Just run analyzed OpenCV Application under Intel® VTune™ Amplifier with enabled "Analyze user tasks" option.

images/trace-vtune-option.png

Result view ("Platform" tab):

images/trace-vtune-result.png

Using Intel® SEAPI

Tool Site: https://github.com/01org/IntelSEAPI

Intel® SEAPI is the translator of itt_notify calls into several OS specific and third party tracing formats.

  • Download (or clone) project repository files
  • Build tool. Refer to tool's site documentation how to build it.
  • Run OpenCV Application via Intel® SEAPI wrapper to collect tracing information and generate google trace file in json format:
python <IntelSEAPI path>/runtool/sea_runtool.py -o ocv-trace -f gt ! ./bin/cpp-example-application_trace
  • You can open result file (ocv-trace.pid-NNNNN.zip/.json) via Google Chrome / Chromium browser: open URL "about://tracing"

High level trace results:

images/trace-frame.png

"Process" region:

images/trace-frame-process.png

View with detailed traces:

images/trace-details.png

There is an example result file (.zip / .json) with collected Application calls traces via Intel® SEAPI tool (to play with it, just open "about://tracing" URL and load this file)

Alternative collection of trace information for custom analyzing

You can collect trace of the OpenCV calls in the compact machine-readable text form for custom analysis.

Run application with OPENCV_TRACE=1 environment variable. You will receive trace dump in a set of OpenCVTrace.txt files. You can control location and name of result trace dump files via OPENCV_TRACE_LOCATION environment variable.

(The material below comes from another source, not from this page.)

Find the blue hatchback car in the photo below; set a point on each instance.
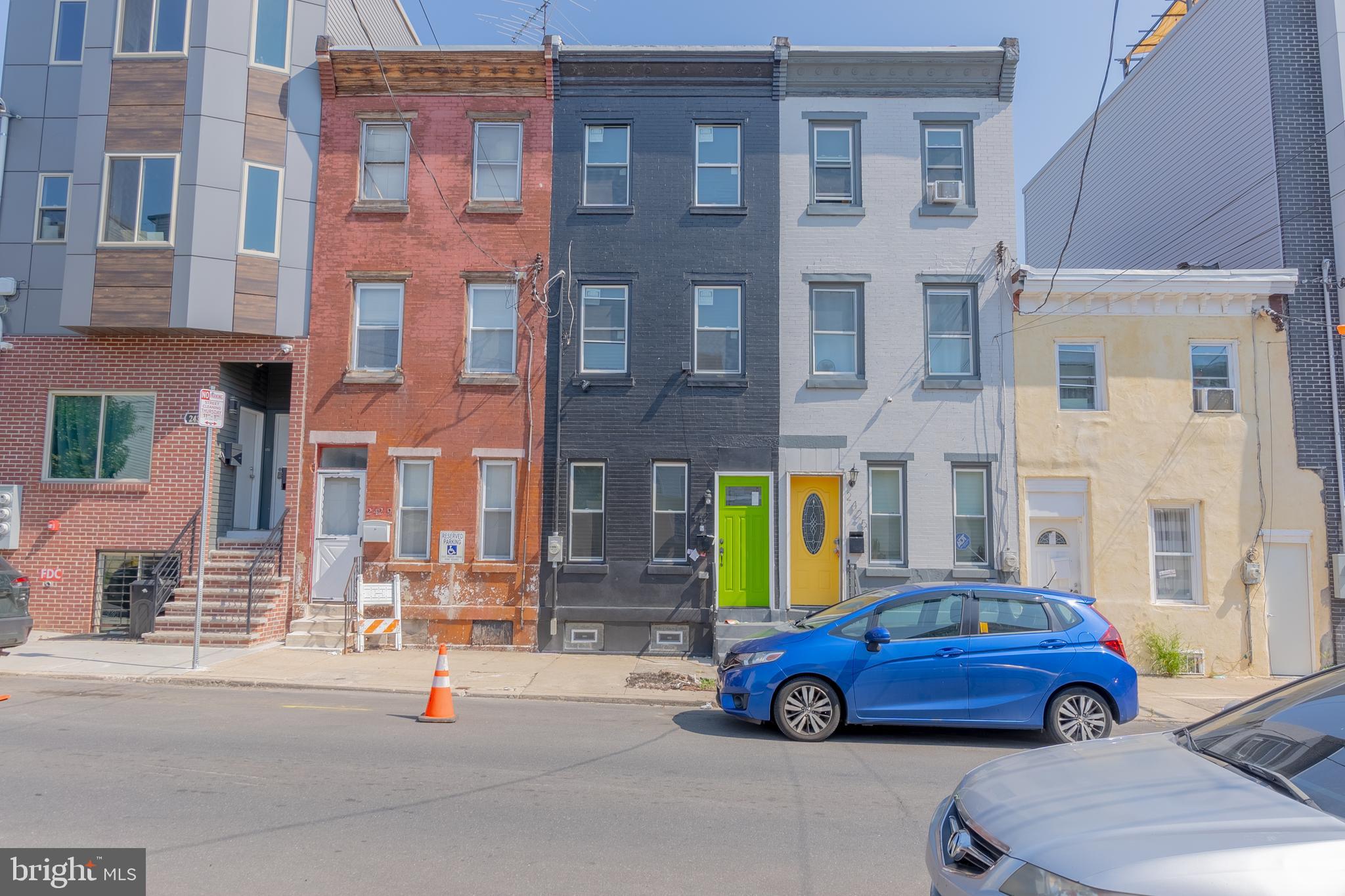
(985, 656)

You can use OpenCV-bundled trace analyzer tool: "trace_profiler.py" (located in modules/ts/misc) to get highlighted calls of your application.

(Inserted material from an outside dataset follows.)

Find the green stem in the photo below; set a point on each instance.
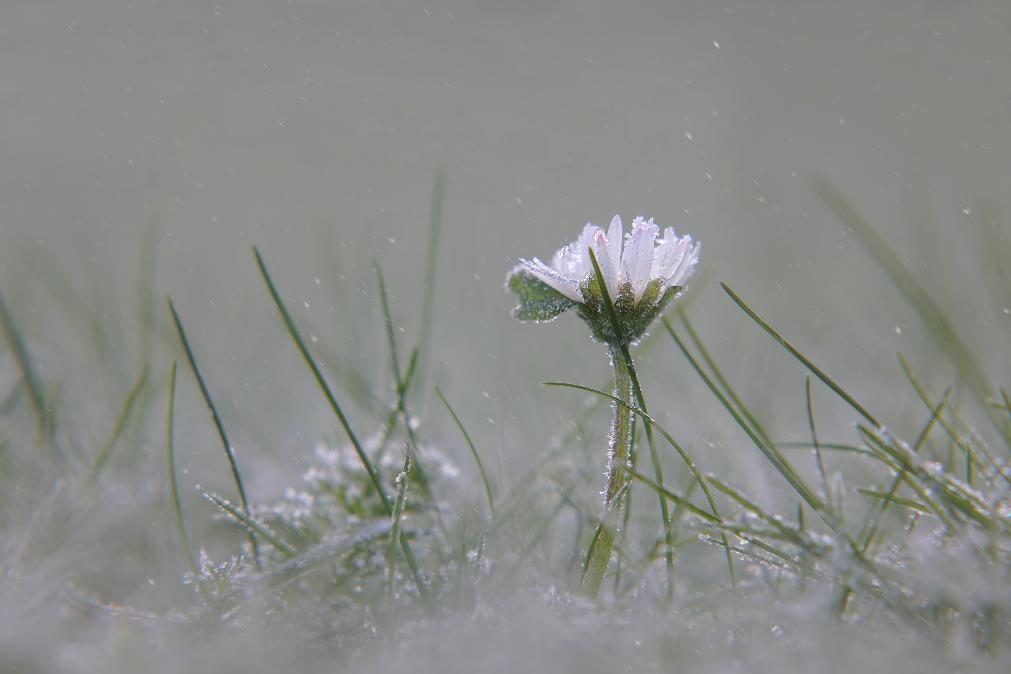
(619, 451)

images/opencv-trace-analyze.png

Tracing runtime options

Runtime options can be specified via environment variables.

  • OPENCV_TRACE - enables OpenCV tracing. By default tracing is turned off. It automatically enables on active ITT backend on startup.
  • OPENCV_TRACE_LOCATION - storage path to store OpenCV trace.
  • OPENCV_TRACE_DEPTH_OPENCV - specify trace depth of OpenCV functions
    • 0 - limit is disabled
    • 1 - trace OpenCV entry points only, without inner details (default)
  • OPENCV_TRACE_MAX_CHILDREN - limit number of traced children (useful to ignore functions with large loops)
  • OPENCV_TRACE_MAX_CHILDREN_OPENCV - limit number of traced children for OpenCV calls
  • OPENCV_TRACE_SYNC_OPENCL - force clFinish calls in the end of OpenCV regions (performance impact, default value is 0)

Tracing macro list

To profile your application, you can use the following macros, the most important of which are CV_TRACE_FUNCTION() and CV_TRACE_REGION():

  • CV_TRACE_FUNCTION() - the macro is already inserted into many OpenCV functions. If you want to trace calls of your own function, put it in the beginning of the function body.
  • CV_TRACE_FUNCTION_SKIP_NESTED() - trace current function, but skip all nested regions. Use this for non-critical functions (like data load or validation) to reduce trace log.
  • CV_TRACE_REGION("myregion") - C++ scoped region trace.
  • CV_TRACE_REGION_NEXT("next_step") - change current region (in the same C++ scope). Useful to trace region consequences (step1/step2/../stepN).
  • CV_TRACE_ARG(arg) - trace argument value (or other variable). Supported double/int64/int/const char* data types. Currently tracing of argument values is supported for ITT backend only.
  • CV_TRACE_ARG_VALUE(width_id, "width", size.width()) - expanded version of CV_TRACE_ARG.

For usage example please refer to OpenCV example (application_trace.cpp) with using of OpenCV Tracing API.